How Julia Child's Business Partner Really Felt About Julia's Success

The new documentary "Julia" shines a light on the life of Julia Child and her closest friends and family throughout the decades. As the film explores Child's journey, one that took her beyond simply appreciating fine French cuisine to actually learning the exacting techniques firsthand, we meet Simone "Simca" Beck. 

Beck was Child's collaborator and business partner for their groundbreaking cookbook "Mastering The Art Of French Cooking." The close friends first taught French cooking together at their own cooking school, then spent 12 years writing and exhaustively testing recipes for their cookbook while they lived in Paris. After Child moved to Marseilles, the duo continued collaborating via mail. When the cookbook was finally published in 1961 it was a huge victory for Child and Beck, but the event also threatened their friendship. 

Child and her husband Paul Child moved to Cambridge, Massachusetts that same year, and Beck briefly visited the U.S. to promote "Mastering" with Child at book signings. Soon after, Child appeared on the television show "I've Been Reading" and made a last-minute decision to demonstrate on-air how to make an omelet. The network was flooded with phone calls from viewers who wanted to see more of Child's cooking lessons, and her landmark cooking show "The French Chef" soon followed. Child's popularity quickly grew and she became a household name in the states. Back in France, however, Beck was not experiencing a similar level of fame.

This moment almost ended their friendship

In the documentary, Simone Beck's nephew Jean-François Thibault says that despite the success of "Mastering The Art Of French Cooking," it was never translated into French, so Beck was not celebrated in France like Julia Child was in America. Thibault remembers asking his aunt if Child's popularity abroad upset her, but Beck dismissed Child's success, saying, "She's a businesswoman now." 
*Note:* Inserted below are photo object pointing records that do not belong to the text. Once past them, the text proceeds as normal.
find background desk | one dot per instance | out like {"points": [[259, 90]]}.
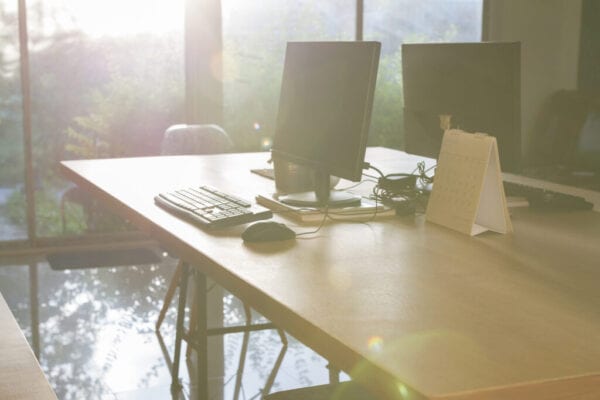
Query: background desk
{"points": [[411, 309], [21, 377]]}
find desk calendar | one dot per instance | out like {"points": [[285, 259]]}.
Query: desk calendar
{"points": [[467, 194]]}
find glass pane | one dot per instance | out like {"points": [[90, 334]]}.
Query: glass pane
{"points": [[254, 41], [393, 22], [13, 224], [107, 80]]}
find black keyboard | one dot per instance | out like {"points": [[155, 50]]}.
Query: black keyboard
{"points": [[547, 199], [210, 208]]}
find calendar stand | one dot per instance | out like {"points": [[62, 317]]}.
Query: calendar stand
{"points": [[468, 195]]}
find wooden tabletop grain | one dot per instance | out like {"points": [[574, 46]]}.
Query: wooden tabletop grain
{"points": [[411, 309]]}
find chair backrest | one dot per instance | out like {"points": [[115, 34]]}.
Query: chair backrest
{"points": [[195, 139]]}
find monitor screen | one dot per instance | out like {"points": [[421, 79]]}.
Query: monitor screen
{"points": [[475, 87], [325, 105]]}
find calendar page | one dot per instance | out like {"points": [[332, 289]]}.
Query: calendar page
{"points": [[467, 193]]}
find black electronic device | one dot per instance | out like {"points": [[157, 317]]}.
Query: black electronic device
{"points": [[210, 208], [324, 114], [475, 87], [267, 231]]}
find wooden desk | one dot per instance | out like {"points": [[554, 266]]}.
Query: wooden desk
{"points": [[411, 309], [21, 377]]}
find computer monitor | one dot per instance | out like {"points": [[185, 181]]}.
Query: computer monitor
{"points": [[475, 87], [324, 114]]}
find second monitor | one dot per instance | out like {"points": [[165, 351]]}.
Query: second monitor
{"points": [[324, 114], [475, 87]]}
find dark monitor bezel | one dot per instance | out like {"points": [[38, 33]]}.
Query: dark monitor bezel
{"points": [[418, 138], [325, 166]]}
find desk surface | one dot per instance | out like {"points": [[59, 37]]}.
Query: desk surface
{"points": [[21, 377], [409, 308]]}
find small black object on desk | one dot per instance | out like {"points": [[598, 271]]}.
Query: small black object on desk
{"points": [[267, 231]]}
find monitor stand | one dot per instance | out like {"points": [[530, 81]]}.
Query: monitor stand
{"points": [[322, 196]]}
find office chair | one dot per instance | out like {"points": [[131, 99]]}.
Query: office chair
{"points": [[185, 139]]}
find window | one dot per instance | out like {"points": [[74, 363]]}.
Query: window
{"points": [[103, 84], [254, 41]]}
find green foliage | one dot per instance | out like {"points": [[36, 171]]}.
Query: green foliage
{"points": [[48, 219], [386, 120]]}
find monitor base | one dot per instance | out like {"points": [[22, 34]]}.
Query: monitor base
{"points": [[337, 199]]}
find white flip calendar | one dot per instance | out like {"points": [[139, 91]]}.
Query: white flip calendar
{"points": [[468, 195]]}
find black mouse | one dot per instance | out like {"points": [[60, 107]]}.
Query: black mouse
{"points": [[267, 231]]}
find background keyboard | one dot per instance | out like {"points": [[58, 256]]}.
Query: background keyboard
{"points": [[210, 208], [547, 199]]}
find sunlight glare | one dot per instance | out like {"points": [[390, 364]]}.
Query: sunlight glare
{"points": [[125, 17]]}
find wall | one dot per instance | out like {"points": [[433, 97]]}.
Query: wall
{"points": [[549, 32]]}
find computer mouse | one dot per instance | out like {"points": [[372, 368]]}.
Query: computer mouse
{"points": [[267, 231]]}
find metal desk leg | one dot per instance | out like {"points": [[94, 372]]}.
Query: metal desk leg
{"points": [[175, 384], [201, 336]]}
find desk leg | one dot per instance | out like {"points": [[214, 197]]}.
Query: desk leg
{"points": [[175, 384], [201, 336]]}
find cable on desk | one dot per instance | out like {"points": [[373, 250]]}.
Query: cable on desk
{"points": [[407, 193]]}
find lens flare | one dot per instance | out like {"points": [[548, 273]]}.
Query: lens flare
{"points": [[375, 344], [266, 143], [403, 390]]}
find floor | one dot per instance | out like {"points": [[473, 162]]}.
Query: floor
{"points": [[94, 332]]}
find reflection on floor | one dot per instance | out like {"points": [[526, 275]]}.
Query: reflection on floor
{"points": [[94, 330]]}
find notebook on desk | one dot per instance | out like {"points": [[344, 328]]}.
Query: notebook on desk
{"points": [[367, 209]]}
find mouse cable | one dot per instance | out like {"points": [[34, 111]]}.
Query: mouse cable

When publishers wanted a second volume of the "Mastering" cookbook, tensions between Beck and Child increased. Child insisted on receiving a larger percentage of royalties since it was her American audience of "The French Chef" driving the demand. Author Anne Willan shares that both Child and Beck had formidable personalities, strong opinions, and could be difficult to get along with. In the end, Beck reluctantly agreed to let Child have a greater share of the profits. Later, relations between the friends all but ended after magazine photo sessions at the homestead they shared in Provence, France known as La Pitchoune, according to The Julia Child Foundation. Thibault says that Beck felt overlooked by photographers. In an excerpt from one of her letters Child wrote that at the session, "Simca burst into tears and sobs."

Somehow, Child and Beck's friendship survived all this turmoil. Though they didn't collaborate on future books, Beck published a few of her own, according to Penguin Random House, and the friends continued to spend time together each year at La Pitchoune in Provence.